Hayes declined to be interviewed about the matter.

Arteaga-Gomez phoned Montero on April 25 to ask who had told him to provide copies of the CDs to the government. Montero, the motion says, answered that an “agent” told his office manager to do it. “Mr. Montero then stated that he had been providing to the U.S. Attorney’s Office for the past 10 years duplicate copies of the discovery documents selected by defense counsel in other cases.”

Montero also forwarded to Schapiro’s defense an April 21 email he sent to a healthcare-fraud paralegal in the U.S. Attorney’s Office, stating that he’d provided the Justice Department with duplicates of defense records “since 2006.” Montero added that both his old company, Xpediacopy, and Imaging Universe had done it.

If so, the alleged government misconduct spanned the administrations of three Miami U.S. Attorneys – Alex Acosta, who served from 2005-2009, Jeffrey Sloman acting U.S. Attorney from 2009-2010 and Wifredo Ferrer, who took over in May 2010.

Srebnick and Arteaga-Gomez wrote that they’ve recently had “multiple conversations” about the matter with Miami federal prosecutors and their supervisors.

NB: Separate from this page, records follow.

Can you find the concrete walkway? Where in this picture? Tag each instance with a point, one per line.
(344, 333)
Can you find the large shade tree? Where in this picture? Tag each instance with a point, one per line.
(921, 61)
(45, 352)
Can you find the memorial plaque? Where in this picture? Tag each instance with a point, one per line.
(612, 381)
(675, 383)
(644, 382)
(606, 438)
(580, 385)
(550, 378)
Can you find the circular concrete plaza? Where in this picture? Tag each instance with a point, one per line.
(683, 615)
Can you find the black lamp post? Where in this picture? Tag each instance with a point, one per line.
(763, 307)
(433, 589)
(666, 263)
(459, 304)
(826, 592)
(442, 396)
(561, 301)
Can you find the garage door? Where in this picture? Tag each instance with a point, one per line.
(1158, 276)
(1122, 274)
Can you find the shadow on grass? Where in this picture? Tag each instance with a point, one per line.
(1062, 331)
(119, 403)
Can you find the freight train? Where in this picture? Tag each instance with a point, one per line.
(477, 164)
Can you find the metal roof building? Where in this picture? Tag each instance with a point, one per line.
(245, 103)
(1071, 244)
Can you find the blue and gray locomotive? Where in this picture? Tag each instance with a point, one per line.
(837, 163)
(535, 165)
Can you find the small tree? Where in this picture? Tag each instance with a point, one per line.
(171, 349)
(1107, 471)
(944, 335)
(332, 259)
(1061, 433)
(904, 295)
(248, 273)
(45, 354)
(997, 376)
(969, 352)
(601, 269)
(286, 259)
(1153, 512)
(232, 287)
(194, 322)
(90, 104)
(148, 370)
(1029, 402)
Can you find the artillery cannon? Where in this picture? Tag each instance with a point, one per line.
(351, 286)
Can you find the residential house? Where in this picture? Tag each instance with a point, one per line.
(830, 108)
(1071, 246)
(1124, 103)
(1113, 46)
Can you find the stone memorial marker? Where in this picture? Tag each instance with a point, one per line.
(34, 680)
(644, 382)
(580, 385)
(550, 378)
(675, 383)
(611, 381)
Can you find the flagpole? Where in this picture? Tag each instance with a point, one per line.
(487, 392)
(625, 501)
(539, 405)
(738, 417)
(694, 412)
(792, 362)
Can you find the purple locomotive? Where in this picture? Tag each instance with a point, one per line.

“The U.S. Attorney’s Office has admitted that Agent Deanne Lindsey had been receiving copies of the CDs and had been keeping the duplicate CDs in a folder as she received them,” the motion says. Lindsey also “confessed to opening four of those duplicate CDs” looking for files, copying and pasting files onto her own CDs and providing “those new CDs to the government’s expert witness for trial preparation,” the motion says.

The prosecutors’ response sought to cast Lindsey’s contact with the records in less threatening way.

Prosecutors notified the defense last week that Montero had “confessed to lying to Rossana Arteaga-Gomez about the discovery process” in order to hide what was happening, the defense lawyers wrote.

“That the government-contracted copy service misled Ms. Arteaga-Gomez in order to cover-up the office-wide policy makes this case especially egregious,” the motion says.

Details about the size, terms and duration of Imaging Universe’s contract were not immediately available. The prosecutors’ response, however, said the contract is between Imaging Universe and the Government Publishing office.